Bottom line: Your patient has lost whole blood. So, in theory, there should be no Hgb concentration difference at all. But our bodies are smart. The kidneys immediately sense the acute hypovolemia and begin retaining water. The causes ongoing hemodilution within seconds to minutes. Additionally, fluid in the interstitial space begins to move into the vascular space to replace the volume lost. And over a longer period of time, if no additional fluid is given the intracellular water will move out to the interstitium and into the vascular space.
But these things take time. There is an accelerating curve of hemodilution that takes place over hours. The slope of that curve depends on how much blood is lost. A typical 500cc blood transfusion will cause a 0.5 gm/dl drop over several minutes to an hour. We don’t have great data on the exact time to nadir, but my clinical observations support a hyperbolic curve that reaches the lowest Hgb level after about 3 days.
Unlike this curve, it levels off and slowly starts to rise after day 3-4 due to bone marrow activity.
The steepness of the curve depends on the magnitude of the blood loss. After a one unit donation, you may see a 0.5 gm/dl drop acutely, and a nadir of 1 gm/dl. In the case of the acutely bleeding patient with the spleen injury, the initial drop was 1.5 gm/dl. But two hours later it had dropped by over 5 gm/dl.
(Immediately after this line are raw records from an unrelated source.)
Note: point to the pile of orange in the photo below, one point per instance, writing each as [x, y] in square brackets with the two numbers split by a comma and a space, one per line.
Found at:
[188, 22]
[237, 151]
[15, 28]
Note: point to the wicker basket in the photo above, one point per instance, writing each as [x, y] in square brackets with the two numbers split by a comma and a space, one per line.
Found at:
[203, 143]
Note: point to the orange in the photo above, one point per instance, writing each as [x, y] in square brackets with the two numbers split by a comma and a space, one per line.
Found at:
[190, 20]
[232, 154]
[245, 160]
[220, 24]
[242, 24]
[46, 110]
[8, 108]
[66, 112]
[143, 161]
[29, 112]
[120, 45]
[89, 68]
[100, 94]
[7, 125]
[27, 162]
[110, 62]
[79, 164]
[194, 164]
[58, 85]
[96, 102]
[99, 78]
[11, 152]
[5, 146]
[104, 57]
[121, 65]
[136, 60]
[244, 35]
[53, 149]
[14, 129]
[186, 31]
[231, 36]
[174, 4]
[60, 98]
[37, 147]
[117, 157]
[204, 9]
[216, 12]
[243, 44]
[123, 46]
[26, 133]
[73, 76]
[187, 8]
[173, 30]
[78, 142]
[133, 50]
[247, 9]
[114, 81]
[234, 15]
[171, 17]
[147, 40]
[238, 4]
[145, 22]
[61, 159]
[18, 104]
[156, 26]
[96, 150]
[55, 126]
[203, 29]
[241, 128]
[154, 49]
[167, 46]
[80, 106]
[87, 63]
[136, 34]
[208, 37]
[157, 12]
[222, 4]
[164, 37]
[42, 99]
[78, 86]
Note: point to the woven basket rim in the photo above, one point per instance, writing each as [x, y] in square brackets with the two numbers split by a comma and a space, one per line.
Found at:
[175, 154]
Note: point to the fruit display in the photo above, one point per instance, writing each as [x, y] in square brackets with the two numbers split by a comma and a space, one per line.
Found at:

Unfortunately, the supporting papers are weak because apparently no one was interesting in proving or disproving this. They were more interested in cardiac function or brain waves. But it does happen.
Here’s the takeaway rule:
In a patient with acute bleeding, the initial hemoglobin drop is just the tip of the iceberg. Assume that this is only a third (or less) of how low it is going to go. If it has fallen outside of the “normal” range, call for blood. You’ll need it!
- Effect on cardiovascular function and iron metabolism of the acute removal of 2 units of red cells. Transfusion 34(7):573-577, 1994.
- The Impact of a Regular Blood Donation on the Hematology
and EEG of Healthy Young Male Blood Donors. Brain Topography 25:116-123, 2012.